The Iowa Renewable Fuels Association (IRFA) pointed out President Trump's administration fulfilled a campaign promise by leaving the conventional fuel level — for which corn starch ethanol qualifies — at its 15-billion-gallon cap.
However, the proposed 2019 biodiesel level is 2.1 billion gallons, far below the industry request of 2.75 billion gallons.
"IRFA applauds President Trump for keeping his campaign promise with this proposal to uphold the [RFS] for ethanol. Maintaining the 15-billion-gallon conventional biofuels level is good news for E15, motorists and farmers. This proposal would keep the RFS on track and provide regulatory stability for ethanol producers, retailers, and obligated parties alike," said Iowa Renewable Fuels Association Executive Director Monte Shaw.

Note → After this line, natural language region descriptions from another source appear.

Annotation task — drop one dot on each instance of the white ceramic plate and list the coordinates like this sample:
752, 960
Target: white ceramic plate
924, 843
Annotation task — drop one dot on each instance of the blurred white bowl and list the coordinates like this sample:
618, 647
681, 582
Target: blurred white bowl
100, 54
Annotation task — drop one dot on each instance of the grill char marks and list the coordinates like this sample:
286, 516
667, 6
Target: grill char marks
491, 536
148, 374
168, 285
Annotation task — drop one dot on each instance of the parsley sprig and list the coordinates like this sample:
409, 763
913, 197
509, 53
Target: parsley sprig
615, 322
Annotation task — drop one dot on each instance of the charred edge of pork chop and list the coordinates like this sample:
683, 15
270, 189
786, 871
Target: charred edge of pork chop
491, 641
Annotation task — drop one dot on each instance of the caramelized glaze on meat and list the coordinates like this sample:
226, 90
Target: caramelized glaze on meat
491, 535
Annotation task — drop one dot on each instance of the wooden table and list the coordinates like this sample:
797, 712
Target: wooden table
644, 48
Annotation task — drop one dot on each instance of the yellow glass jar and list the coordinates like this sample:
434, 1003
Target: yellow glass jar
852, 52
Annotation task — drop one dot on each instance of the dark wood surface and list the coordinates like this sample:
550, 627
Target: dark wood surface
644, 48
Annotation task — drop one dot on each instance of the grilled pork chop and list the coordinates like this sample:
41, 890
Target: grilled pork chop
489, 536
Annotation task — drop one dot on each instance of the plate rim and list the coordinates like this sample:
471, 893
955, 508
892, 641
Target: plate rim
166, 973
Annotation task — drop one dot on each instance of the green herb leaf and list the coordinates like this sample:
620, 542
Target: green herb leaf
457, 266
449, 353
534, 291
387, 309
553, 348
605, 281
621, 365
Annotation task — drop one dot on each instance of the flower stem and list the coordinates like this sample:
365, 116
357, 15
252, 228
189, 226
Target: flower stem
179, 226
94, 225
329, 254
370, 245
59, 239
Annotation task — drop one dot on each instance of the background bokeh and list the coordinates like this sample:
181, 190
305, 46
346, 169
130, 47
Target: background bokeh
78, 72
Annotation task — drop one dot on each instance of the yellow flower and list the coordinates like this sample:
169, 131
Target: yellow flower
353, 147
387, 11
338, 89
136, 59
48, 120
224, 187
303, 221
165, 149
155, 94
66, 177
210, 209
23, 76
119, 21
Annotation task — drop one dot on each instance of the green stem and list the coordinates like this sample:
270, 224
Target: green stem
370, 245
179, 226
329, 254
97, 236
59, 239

"Unfortunately, a change in administrations did not change the EPA's under appreciation for the potential of U.S. biodiesel production. Keeping biodiesel levels frozen at 2.1 billion falls short of U.S. industry capabilities, even before imports are considered," Shaw added.
The National Biodiesel Board (NBB) added the proposed volume requirements for advanced biofuels fail to recognize the continued growth of industry.
"This proposal continues to underestimate the ability of the biomass-based diesel industry to meet the volumes of the RFS program," the NBB said in a statement. "This is a missed opportunity for biodiesel, which reduces costs, provides economic benefits and results in lower prices at the pump. Higher advanced-biofuel and biomass-based diesel volumes will support additional jobs and investment in both rural economies and clean-energy-conscious communities."
The board said it will continue to work with the EPA and ensure the administration doesn't turn its back on our domestic energy producers.
"The EPA should be committed to diversifying the diesel fuel market and prioritizing advanced biofuels targets like this ignore reality and the law, inhibiting growth in the industry," said Anne Steckel, vice president of federal affairs at the NBB.